Answers:
4. Alternate Exterior Angles Theorem
5. Corresponding Angles Postulate
6. Same-Side Interior Angles Theorem
7. Linear Pair Postulate
8. Vertical Angles Theorem
Given the figure of 2 parallel lines cut by a transversal, we are to state the postulate or theorem that justifies each conclusion.
4. ∠1 ≅ ∠8
If two parallel lines are cut by a transversal, then alternate exterior angles are congruent. This theorem is called Alternate Exterior Angles Theorem.
5. ∠3 ≅ ∠7
If two parallel lines are cut by a transversal, then its corresponding angles are congruent. This is called the Corresponding Angles Postulate.
6. ∠4 is supplementary to ∠6
If two parallel lines are cut by a transversal, then, interior angles on the same side of the transversal are supplementary.
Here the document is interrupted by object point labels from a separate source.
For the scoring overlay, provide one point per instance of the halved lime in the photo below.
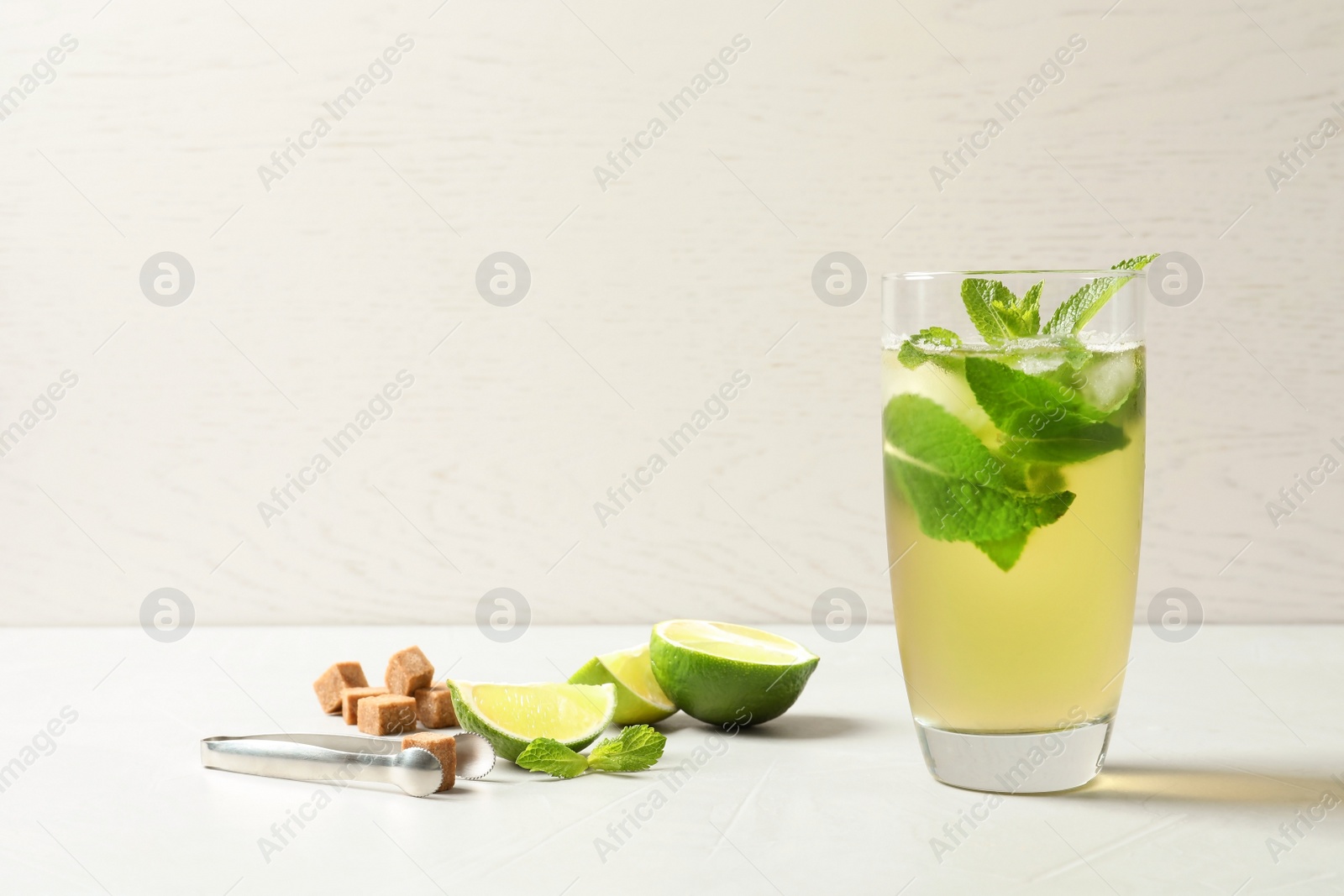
(638, 699)
(725, 673)
(511, 716)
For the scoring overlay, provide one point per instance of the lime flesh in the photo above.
(725, 673)
(638, 699)
(511, 716)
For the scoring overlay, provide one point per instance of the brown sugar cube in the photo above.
(349, 699)
(434, 707)
(444, 748)
(387, 714)
(340, 676)
(409, 671)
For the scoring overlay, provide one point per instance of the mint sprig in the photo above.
(551, 757)
(1079, 308)
(998, 313)
(924, 347)
(636, 748)
(958, 488)
(1042, 419)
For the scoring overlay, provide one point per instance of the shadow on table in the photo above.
(1227, 785)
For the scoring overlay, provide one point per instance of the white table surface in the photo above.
(1221, 741)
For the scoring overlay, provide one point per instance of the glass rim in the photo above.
(1072, 271)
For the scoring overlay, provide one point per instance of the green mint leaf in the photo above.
(914, 349)
(998, 313)
(1005, 551)
(1032, 309)
(1137, 262)
(1079, 308)
(1043, 421)
(925, 432)
(958, 488)
(635, 750)
(553, 758)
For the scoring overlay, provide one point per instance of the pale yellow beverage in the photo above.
(1025, 631)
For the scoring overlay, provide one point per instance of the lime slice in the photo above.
(721, 673)
(638, 699)
(511, 716)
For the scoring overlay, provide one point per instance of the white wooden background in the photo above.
(645, 297)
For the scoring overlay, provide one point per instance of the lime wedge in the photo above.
(511, 716)
(638, 699)
(721, 673)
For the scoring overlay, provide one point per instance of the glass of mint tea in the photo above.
(1012, 446)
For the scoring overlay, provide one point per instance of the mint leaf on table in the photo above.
(1079, 308)
(958, 488)
(635, 750)
(914, 351)
(553, 758)
(998, 313)
(1043, 421)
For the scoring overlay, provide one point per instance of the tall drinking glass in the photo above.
(1014, 466)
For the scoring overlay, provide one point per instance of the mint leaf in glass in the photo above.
(998, 313)
(1079, 308)
(916, 349)
(1043, 421)
(553, 758)
(1005, 551)
(958, 488)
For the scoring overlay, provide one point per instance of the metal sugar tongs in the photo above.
(331, 758)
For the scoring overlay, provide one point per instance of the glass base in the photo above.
(1030, 762)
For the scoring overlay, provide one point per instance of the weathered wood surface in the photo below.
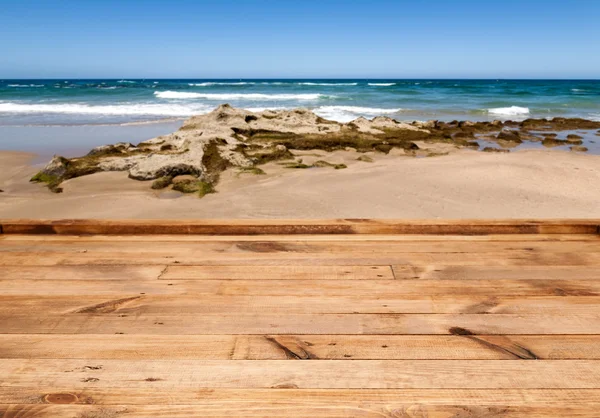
(337, 226)
(500, 319)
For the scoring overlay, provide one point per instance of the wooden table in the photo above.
(337, 318)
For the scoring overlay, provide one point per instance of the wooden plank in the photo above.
(122, 286)
(82, 272)
(293, 409)
(267, 400)
(300, 347)
(421, 260)
(490, 272)
(300, 324)
(430, 238)
(339, 226)
(324, 374)
(135, 303)
(191, 248)
(278, 273)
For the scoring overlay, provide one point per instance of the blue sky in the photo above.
(310, 39)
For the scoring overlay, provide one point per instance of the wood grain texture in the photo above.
(323, 374)
(323, 318)
(337, 226)
(301, 347)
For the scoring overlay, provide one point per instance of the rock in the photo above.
(574, 139)
(186, 178)
(57, 166)
(385, 148)
(162, 182)
(490, 149)
(554, 142)
(208, 144)
(116, 149)
(511, 136)
(430, 124)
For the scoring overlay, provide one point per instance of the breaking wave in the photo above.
(509, 111)
(236, 96)
(145, 109)
(211, 83)
(349, 113)
(326, 84)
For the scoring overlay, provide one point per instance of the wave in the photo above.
(211, 83)
(142, 109)
(25, 85)
(236, 96)
(326, 84)
(509, 111)
(349, 113)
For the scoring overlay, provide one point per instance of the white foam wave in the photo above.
(142, 109)
(235, 96)
(349, 113)
(509, 111)
(327, 84)
(25, 85)
(211, 83)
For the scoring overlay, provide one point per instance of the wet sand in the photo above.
(464, 184)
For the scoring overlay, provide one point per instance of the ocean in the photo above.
(73, 102)
(90, 104)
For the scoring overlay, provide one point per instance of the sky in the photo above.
(300, 39)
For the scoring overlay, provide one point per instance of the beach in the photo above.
(405, 169)
(465, 184)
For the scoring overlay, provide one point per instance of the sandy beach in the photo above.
(464, 184)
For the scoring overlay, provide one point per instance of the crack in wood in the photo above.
(506, 345)
(298, 352)
(482, 307)
(106, 307)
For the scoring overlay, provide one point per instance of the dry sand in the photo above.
(464, 184)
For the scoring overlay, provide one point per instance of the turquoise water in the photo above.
(83, 102)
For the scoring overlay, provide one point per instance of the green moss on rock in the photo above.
(162, 182)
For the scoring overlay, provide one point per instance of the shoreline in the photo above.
(297, 165)
(465, 184)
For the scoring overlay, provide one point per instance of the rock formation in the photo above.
(227, 137)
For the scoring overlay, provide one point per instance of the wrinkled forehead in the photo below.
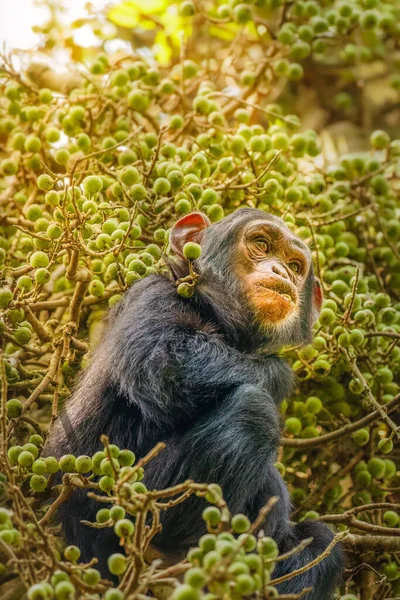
(277, 230)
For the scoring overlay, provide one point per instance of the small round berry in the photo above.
(191, 251)
(117, 564)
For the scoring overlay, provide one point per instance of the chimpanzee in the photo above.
(202, 375)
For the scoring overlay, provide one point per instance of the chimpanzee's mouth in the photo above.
(283, 291)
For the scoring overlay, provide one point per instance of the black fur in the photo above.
(200, 375)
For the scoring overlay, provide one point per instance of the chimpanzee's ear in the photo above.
(186, 229)
(316, 300)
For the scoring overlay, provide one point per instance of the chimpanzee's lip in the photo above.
(282, 290)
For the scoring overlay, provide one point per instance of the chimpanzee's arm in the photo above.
(177, 375)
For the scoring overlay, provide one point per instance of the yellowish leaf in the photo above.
(124, 15)
(149, 6)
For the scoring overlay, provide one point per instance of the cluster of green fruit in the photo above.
(336, 32)
(228, 566)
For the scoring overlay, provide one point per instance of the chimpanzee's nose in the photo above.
(280, 270)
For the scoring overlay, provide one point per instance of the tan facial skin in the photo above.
(273, 265)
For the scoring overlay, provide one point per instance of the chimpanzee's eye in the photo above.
(294, 266)
(263, 245)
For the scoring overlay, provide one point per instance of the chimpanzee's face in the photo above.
(274, 265)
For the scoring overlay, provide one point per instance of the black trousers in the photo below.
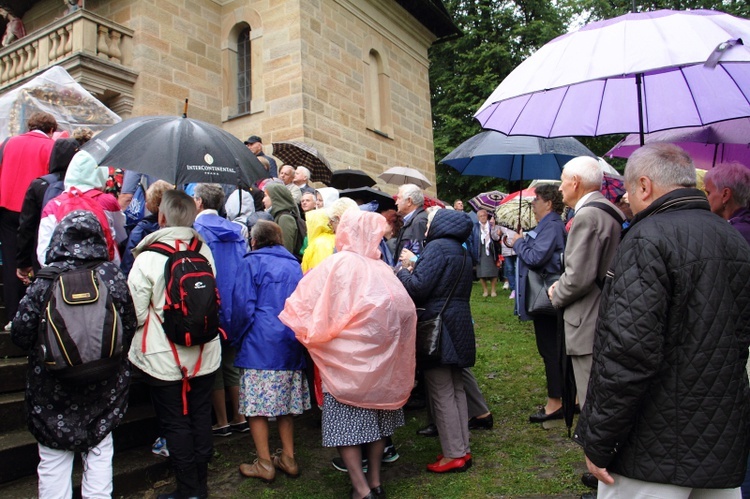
(13, 288)
(545, 330)
(189, 437)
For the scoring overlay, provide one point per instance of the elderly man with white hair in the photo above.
(410, 205)
(592, 242)
(301, 178)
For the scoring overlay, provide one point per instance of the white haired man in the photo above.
(666, 413)
(301, 178)
(592, 241)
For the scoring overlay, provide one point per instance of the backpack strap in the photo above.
(185, 377)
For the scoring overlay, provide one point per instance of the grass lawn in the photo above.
(514, 459)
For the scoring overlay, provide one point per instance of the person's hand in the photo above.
(25, 274)
(600, 473)
(405, 257)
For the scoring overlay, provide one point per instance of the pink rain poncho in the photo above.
(356, 319)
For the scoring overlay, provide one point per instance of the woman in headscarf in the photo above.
(358, 324)
(70, 418)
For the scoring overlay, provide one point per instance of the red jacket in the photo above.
(25, 157)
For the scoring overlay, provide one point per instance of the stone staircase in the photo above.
(134, 465)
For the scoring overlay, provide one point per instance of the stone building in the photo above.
(349, 77)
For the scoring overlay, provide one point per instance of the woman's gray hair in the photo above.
(667, 165)
(587, 169)
(212, 196)
(178, 208)
(732, 176)
(413, 192)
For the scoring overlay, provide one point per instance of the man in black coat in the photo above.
(668, 406)
(410, 205)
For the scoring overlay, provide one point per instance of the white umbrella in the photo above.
(400, 175)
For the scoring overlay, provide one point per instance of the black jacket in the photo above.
(62, 415)
(668, 400)
(31, 210)
(411, 235)
(433, 277)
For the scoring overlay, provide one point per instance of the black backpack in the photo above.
(191, 307)
(299, 241)
(80, 331)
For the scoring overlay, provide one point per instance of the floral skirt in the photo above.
(273, 393)
(345, 425)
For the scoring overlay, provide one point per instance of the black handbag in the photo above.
(430, 331)
(537, 298)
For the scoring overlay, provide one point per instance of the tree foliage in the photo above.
(497, 36)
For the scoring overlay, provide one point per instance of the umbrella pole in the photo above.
(638, 84)
(520, 194)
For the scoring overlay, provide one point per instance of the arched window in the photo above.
(378, 95)
(244, 72)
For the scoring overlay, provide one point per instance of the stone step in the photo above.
(134, 470)
(18, 448)
(13, 374)
(7, 348)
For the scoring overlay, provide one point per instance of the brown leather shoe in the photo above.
(261, 468)
(286, 464)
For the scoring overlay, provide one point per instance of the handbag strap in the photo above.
(455, 283)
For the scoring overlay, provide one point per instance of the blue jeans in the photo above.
(509, 271)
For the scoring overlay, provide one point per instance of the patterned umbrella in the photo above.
(300, 154)
(487, 200)
(612, 187)
(507, 214)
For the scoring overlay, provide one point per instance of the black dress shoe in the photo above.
(378, 492)
(428, 431)
(541, 416)
(590, 481)
(484, 423)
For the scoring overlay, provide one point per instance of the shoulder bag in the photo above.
(537, 298)
(430, 331)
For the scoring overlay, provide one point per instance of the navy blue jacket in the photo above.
(542, 253)
(264, 280)
(433, 277)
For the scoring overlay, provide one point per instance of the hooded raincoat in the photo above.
(85, 176)
(60, 415)
(320, 239)
(356, 319)
(31, 211)
(228, 246)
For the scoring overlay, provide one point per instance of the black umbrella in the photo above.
(351, 179)
(179, 150)
(301, 154)
(367, 194)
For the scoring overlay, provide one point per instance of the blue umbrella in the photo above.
(518, 157)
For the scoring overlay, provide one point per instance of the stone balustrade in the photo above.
(81, 32)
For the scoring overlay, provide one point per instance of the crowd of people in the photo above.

This is the Same-Side Interior Angles Theorem.
7. ∠3 is supplementary to ∠4
This involves two theorems, the Same-Side Interior Angles Theorem, and the Alternate Interior Angles Theorem, which state that if a parallel line is cut by a transversal, then, alternate interior angles are congruent.
Another way to prove this is by Linear Pair Postulate, which states that if two angles form a linear pair, then they are supplementary; that is, the sum of their measures is 180 degrees.
8. ∠7 ≅ ∠6
If angles are opposite each other and formed by two intersecting straight lines, then its vertical angles are congruent. This is called the Vertical Angles Theorem.